With great propriety therefore do we assert, that the proposed discussion does not regard a logical exercise, and make this the end of the whole, but that it pertains to the science of the first principle of things.
For how could Socrates using a power of this kind, and neglecting the knowledge of things, testify that the discourse of Parmenides possessed a depth perfectly generous?
And what venerableness can there be in adopting a method which proceeds doxastically through opposite reasons, and in undertaking such an invention of arguments?
Again in the Sophista, exciting the Elean guest to a perspicuous evolution of the things proposed by him, and evincing that he was now accustomed to more profound discourses: “Inform me,” says he, “whether it is your custom to give a prolix discussion of a subject which you are able to demonstrate to anyone by interrogations; I mean such discussions as Parmenides himself formerly used, accompanied with allbeautiful reasons, and of which I was an auditor when I was very young, and he was very elderly?
What reason can then be assigned, why we should not believe Socrates, when he asserts that the arguments of Parmenides were all-beautiful, and possessed a generous profundity, and why we should degrade the discussion of Parmenides, hurl it from essence and being, and transfer it to a vulgar, trifling, and empty contest, neither considering that discourses of this kind are alone adapted to youth, nor regarding the hypothesis of being characterized by the one, nor anything else which opposes such an opinion.
But I likewise think it is proper that the authors of this hypothesis, should consider the power of dialectic, such as it is exhibited by Socrates in the Republic; – how, as he says, it surrounds all disciplines like a defensive enclosure, and elevates those that use it, to the good itself, and the first unities, purifies the eye of the soul, establishes it in true beings, and the one principle of all things, and ends at last in that which is no longer hypothetical.
For if the power of this dialectic is so great, and the end of this path is so mighty, it is not proper to confound doxastic arguments, with a method of this kind. For the former regards the opinions of men, but the latter is called garrulity by the vulgar.
And the one is perfectly destitute of disciplinative science, but the other is the defensive enclosure of such sciences, and the passage to it is through these. Again the doxastic method of reasoning has for its end the apparent, but the dialectic method endeavors to arrive at the one itself, always employing for this purpose steps of ascent, and at last, beautifully ends in the nature of the good.
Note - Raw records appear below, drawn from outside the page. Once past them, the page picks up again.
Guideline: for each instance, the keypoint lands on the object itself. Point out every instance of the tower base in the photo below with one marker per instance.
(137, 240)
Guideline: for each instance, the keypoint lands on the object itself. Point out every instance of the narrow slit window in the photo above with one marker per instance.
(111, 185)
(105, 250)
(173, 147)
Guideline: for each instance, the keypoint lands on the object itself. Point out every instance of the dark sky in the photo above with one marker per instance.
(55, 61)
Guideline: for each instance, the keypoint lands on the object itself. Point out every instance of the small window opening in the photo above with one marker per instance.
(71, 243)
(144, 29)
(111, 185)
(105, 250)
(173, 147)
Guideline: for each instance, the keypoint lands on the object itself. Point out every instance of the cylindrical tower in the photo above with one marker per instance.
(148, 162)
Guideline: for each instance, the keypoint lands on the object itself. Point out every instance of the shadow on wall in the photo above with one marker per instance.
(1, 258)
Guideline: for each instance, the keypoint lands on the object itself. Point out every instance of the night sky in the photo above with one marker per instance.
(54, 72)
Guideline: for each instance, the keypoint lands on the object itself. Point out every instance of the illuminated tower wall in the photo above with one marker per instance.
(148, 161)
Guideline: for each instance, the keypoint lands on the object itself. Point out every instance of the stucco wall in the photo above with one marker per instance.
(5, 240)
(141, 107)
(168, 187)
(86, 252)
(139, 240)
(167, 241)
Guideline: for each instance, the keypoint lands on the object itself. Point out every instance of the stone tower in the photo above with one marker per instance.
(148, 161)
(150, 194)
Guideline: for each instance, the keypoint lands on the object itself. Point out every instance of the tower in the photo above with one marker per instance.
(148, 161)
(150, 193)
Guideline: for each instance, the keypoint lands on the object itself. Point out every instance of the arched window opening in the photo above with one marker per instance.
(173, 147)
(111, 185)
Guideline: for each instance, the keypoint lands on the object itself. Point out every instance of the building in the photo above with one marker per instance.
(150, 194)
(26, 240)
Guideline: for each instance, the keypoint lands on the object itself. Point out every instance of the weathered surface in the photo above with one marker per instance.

By no means therefore is it fit that we should draw down to doxastic arguments, a method which is established among the most accurate sciences.
For the merely logical method which presides over the demonstrative phantasy is of a secondary nature and is alone pleased with contentious discussions; but our dialectic, for the most part, employs divisions and analyses as primary sciences, and as imitating the progression of beings from the one, and their conversion to it again.
But it likewise sometimes uses definitions and demonstrations, and prior to these the definitive method, and the dividing method prior to this. On the contrary the doxastic method is deprived of the incontrovertible reasonings of demonstration.
Is it not, therefore, necessary that these powers must be separated from each other, and that the discussion of Parmenides, which employs our dialectic, must be free from the empty variety of mere argument, and must fabricate its reasonings with a view to being itself, and not to that which is apparent?
And thus much may suffice in answer to those who reprobate our hypotheses. For if all this cannot convince them, we shall in vain endeavor to persuade them, and urge them to the speculation of things.